During his trial, Junkermeier, who turned 20 this month, testified that he and “Robbie” Warwick, 17 at the time, had been planning the early-morning ambush robbery and attack for months.

Both sides were unsure whether Junkermeier would have testified during Warwick’s trial, Mohs said Thursday. He noted that investigators’ search of Robert Warwick’s phone and iPad had turned up “damaging” evidence.

“I think this is in his best interest,” Mohs said of the plea deal.

During Junkermeier’s trial, prosecutors said Junkermeier had gone to Lila Warwick’s house intending to rob her twice before the morning of her slaying. The first time, Robert Warwick and another teen came with, rifling through the belongings in Lila Warwick’s car.

Robert Warwick’s younger sister, Reanne, testified that her grandmother had been worried about somebody having been in the garage. The glove compartment and car door were left open but nothing was missing.

“Did she mention anybody’s name to ask to see if they had done it?” asked Robert Plesha, assistant attorney general.

“Yes, she thought it would be my brother,” Reanne Warwick said.
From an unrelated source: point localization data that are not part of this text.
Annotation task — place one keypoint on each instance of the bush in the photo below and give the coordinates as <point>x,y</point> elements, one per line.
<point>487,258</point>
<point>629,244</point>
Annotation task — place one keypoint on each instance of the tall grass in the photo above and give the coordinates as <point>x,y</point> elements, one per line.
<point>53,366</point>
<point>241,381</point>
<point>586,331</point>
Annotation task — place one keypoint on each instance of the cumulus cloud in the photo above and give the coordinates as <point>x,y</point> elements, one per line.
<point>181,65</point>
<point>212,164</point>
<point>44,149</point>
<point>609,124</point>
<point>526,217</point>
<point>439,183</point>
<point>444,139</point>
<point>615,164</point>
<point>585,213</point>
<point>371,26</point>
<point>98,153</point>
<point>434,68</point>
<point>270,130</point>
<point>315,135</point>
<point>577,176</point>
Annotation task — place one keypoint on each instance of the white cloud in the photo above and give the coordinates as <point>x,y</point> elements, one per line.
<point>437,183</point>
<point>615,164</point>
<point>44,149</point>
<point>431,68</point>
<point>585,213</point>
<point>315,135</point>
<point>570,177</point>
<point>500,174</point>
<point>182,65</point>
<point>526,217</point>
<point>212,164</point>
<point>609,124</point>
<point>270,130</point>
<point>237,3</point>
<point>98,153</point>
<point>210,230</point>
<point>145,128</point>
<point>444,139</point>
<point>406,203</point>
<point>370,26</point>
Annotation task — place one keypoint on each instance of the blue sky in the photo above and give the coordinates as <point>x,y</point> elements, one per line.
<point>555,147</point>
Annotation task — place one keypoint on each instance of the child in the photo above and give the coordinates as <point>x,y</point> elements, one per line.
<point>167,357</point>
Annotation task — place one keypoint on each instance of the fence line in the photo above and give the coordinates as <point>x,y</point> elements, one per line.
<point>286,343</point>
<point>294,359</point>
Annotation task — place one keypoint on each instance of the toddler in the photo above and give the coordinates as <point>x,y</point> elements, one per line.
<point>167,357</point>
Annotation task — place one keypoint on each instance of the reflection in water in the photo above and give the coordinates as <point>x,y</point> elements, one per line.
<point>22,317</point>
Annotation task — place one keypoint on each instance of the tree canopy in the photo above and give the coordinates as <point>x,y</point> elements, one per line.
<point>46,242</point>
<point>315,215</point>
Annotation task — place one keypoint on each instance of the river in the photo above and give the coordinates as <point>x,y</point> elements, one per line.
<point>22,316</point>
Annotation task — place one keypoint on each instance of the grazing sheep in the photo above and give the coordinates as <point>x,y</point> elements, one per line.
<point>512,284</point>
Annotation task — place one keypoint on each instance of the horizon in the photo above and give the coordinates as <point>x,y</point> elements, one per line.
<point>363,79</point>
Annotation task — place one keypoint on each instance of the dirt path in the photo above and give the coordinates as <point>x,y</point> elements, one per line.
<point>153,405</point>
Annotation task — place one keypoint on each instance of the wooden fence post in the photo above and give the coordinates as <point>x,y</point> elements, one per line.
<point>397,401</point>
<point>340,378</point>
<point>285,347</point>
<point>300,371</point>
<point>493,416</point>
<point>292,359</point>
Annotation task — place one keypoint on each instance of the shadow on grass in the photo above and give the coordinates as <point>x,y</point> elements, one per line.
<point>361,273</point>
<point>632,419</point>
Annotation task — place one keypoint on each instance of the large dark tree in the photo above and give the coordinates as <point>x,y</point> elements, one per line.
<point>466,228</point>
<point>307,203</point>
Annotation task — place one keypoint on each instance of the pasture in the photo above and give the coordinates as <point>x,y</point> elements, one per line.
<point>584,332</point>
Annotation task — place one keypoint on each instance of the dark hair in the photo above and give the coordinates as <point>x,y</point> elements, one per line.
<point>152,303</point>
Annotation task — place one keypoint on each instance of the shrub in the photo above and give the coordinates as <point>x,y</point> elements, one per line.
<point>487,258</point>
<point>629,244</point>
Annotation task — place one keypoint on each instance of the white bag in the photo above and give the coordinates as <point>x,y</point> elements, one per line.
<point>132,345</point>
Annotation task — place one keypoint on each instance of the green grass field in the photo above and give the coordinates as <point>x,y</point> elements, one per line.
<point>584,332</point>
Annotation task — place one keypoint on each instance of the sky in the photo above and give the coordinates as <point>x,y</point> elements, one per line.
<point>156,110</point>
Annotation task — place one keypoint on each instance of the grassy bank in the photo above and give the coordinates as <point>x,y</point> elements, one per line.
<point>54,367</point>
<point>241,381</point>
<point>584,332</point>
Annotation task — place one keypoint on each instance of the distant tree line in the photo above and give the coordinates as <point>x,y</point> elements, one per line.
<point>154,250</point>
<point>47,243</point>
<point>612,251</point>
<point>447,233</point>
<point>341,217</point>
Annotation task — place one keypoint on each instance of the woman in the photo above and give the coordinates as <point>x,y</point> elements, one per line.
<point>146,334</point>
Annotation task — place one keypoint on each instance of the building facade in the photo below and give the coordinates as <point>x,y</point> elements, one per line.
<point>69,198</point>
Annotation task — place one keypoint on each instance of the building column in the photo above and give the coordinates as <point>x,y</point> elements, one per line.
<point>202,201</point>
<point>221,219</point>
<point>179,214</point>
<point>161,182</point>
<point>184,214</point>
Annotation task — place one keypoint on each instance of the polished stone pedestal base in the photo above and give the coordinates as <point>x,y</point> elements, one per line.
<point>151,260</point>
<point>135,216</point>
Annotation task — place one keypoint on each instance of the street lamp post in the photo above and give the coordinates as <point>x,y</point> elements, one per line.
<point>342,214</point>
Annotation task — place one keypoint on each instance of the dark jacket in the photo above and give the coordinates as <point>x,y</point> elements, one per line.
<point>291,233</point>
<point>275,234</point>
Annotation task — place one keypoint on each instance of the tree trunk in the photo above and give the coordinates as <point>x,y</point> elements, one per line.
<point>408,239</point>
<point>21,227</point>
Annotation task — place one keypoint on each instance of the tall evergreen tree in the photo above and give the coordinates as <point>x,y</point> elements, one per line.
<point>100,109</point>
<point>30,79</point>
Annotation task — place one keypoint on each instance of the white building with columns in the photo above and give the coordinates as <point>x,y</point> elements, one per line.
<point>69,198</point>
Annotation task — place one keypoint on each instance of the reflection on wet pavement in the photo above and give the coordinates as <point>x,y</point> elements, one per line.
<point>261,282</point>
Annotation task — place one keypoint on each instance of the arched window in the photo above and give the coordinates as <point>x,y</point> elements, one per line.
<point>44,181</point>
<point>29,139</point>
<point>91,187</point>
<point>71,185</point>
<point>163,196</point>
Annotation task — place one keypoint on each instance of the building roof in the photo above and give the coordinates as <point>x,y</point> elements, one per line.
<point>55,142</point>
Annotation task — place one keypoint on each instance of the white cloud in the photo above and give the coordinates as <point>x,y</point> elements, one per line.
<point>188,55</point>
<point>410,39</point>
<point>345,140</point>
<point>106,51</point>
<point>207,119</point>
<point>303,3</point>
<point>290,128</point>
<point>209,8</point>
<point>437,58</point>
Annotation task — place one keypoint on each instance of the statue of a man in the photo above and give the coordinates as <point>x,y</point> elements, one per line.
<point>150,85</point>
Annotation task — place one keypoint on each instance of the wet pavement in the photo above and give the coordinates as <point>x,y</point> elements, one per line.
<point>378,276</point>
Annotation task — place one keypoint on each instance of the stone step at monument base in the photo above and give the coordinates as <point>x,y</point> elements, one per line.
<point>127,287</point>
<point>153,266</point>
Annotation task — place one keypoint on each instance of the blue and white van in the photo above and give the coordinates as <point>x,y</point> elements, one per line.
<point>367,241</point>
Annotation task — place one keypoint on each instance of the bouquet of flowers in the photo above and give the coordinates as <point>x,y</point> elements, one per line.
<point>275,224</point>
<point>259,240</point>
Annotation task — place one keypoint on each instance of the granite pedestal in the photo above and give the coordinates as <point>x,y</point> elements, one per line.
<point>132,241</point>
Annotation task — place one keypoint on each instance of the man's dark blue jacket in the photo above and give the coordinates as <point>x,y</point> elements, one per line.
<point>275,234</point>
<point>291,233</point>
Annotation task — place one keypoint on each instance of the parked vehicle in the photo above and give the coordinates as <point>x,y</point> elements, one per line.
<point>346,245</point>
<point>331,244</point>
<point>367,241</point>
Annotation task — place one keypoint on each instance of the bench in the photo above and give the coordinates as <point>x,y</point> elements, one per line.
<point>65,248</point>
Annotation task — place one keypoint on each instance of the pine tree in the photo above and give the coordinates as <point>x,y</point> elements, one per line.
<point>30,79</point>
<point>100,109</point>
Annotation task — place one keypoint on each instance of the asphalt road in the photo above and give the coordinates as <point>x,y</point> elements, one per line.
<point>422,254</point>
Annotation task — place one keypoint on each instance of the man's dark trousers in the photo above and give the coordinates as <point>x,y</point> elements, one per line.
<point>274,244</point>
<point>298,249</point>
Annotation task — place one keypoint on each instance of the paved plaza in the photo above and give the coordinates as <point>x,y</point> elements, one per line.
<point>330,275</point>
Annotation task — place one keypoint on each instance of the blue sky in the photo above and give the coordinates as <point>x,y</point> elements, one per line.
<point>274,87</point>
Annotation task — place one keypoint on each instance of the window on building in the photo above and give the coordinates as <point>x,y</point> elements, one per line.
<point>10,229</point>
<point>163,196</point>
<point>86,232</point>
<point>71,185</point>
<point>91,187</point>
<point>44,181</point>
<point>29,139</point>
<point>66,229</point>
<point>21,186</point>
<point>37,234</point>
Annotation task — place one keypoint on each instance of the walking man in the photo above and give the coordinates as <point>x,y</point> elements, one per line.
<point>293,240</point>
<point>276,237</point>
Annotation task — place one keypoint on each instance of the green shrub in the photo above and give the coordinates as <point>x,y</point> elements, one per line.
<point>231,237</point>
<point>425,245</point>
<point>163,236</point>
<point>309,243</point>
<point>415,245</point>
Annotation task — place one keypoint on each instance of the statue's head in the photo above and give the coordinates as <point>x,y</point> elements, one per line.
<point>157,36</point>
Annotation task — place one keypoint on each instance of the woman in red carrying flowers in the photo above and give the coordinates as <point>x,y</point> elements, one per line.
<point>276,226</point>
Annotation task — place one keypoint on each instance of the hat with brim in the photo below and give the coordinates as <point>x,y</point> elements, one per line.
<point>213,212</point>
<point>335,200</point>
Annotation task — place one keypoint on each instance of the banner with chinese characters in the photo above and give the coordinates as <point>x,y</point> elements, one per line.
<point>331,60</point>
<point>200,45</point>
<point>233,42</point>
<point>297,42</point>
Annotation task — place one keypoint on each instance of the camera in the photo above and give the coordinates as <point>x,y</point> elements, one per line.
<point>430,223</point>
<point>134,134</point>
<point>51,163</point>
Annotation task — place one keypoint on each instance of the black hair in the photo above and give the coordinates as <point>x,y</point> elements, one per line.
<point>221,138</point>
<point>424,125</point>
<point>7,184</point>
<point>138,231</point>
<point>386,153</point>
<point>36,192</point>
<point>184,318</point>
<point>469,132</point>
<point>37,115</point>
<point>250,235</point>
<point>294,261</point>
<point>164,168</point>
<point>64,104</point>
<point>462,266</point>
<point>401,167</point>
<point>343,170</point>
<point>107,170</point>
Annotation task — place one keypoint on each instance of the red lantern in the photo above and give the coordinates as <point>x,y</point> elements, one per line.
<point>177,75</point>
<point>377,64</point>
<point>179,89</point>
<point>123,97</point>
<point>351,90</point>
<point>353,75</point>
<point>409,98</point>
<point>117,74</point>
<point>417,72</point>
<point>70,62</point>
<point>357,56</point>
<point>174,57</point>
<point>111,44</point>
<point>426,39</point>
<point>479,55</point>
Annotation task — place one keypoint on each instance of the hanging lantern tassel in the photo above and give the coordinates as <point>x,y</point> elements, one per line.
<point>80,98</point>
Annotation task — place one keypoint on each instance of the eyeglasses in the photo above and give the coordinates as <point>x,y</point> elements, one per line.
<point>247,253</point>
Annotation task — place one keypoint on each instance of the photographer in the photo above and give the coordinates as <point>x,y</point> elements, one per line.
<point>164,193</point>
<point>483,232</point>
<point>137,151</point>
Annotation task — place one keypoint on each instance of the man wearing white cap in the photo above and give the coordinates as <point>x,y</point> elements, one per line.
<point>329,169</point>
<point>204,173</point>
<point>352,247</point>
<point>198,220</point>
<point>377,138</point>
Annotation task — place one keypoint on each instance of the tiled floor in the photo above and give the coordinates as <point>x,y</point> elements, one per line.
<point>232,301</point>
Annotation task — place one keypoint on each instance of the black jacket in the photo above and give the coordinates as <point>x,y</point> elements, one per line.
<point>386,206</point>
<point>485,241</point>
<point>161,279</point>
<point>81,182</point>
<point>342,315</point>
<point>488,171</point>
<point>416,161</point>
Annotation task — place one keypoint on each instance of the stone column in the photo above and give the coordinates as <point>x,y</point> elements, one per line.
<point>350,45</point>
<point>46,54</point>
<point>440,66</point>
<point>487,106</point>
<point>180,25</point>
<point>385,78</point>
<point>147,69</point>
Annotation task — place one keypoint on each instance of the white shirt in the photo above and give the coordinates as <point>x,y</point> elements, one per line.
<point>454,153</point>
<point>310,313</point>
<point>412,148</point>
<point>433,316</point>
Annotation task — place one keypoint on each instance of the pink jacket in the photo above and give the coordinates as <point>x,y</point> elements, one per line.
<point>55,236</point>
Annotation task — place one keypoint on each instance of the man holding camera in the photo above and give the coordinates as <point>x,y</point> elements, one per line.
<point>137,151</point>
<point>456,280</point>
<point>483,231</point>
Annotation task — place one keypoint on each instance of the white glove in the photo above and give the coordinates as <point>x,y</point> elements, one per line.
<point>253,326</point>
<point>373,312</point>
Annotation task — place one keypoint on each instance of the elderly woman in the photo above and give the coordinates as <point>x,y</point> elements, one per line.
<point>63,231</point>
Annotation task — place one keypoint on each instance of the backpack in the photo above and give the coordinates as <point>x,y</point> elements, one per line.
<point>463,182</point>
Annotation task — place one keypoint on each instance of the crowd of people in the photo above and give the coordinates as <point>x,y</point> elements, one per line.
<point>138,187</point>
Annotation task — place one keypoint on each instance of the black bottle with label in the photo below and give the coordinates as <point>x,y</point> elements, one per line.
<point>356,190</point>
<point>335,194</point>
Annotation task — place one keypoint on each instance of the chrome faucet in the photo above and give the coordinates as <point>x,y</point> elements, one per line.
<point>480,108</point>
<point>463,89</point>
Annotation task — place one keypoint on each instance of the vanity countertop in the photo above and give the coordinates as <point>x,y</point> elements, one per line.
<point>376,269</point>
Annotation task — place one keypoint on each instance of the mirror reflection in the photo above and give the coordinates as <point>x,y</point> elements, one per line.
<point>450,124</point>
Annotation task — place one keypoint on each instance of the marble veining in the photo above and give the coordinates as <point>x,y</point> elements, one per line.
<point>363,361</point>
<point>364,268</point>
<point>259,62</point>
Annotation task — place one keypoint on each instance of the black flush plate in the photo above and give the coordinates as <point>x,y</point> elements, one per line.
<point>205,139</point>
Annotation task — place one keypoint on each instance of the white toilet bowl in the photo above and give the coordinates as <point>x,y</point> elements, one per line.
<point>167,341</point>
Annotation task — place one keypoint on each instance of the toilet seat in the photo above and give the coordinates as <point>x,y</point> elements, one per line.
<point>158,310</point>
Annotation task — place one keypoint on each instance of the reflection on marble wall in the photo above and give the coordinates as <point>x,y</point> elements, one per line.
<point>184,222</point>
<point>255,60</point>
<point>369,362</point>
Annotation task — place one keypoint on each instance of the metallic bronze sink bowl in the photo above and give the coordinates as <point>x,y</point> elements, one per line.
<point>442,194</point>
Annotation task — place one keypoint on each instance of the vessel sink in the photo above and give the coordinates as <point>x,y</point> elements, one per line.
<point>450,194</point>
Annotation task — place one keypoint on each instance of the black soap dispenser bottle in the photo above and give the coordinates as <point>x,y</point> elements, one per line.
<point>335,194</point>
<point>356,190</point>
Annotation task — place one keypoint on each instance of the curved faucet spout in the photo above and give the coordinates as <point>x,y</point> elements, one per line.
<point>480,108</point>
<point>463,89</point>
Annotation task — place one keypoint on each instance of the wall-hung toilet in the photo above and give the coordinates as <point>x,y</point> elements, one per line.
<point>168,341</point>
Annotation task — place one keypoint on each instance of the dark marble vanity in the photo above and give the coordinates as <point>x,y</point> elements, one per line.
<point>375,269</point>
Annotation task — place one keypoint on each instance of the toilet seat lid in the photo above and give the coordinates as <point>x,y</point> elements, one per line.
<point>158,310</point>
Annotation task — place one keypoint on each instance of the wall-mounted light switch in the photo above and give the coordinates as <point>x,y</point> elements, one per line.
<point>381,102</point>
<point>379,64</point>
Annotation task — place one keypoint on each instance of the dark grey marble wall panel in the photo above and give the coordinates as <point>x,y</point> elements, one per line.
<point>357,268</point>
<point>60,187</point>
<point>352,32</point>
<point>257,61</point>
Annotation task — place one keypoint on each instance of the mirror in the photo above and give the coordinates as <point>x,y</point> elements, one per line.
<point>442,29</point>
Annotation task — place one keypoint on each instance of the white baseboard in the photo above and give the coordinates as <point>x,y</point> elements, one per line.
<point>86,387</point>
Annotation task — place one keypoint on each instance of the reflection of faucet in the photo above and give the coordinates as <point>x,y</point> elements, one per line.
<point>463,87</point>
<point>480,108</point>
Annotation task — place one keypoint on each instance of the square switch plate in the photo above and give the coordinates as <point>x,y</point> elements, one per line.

In the hours after Junkermeier killed Lila Warwick, he and Robert Warwick went to her home and stole her safe, which they believed would contain more than $30,000, Junkermeier told investigators. Instead, there were savings bonds and documents — including a high school diploma, passport and baptism certificate.

“The bad fact is that he went back after the murder and committed a second burglary by taking his grandmother’s safe,” Mohs said. “That’s been a bad fact from the beginning.”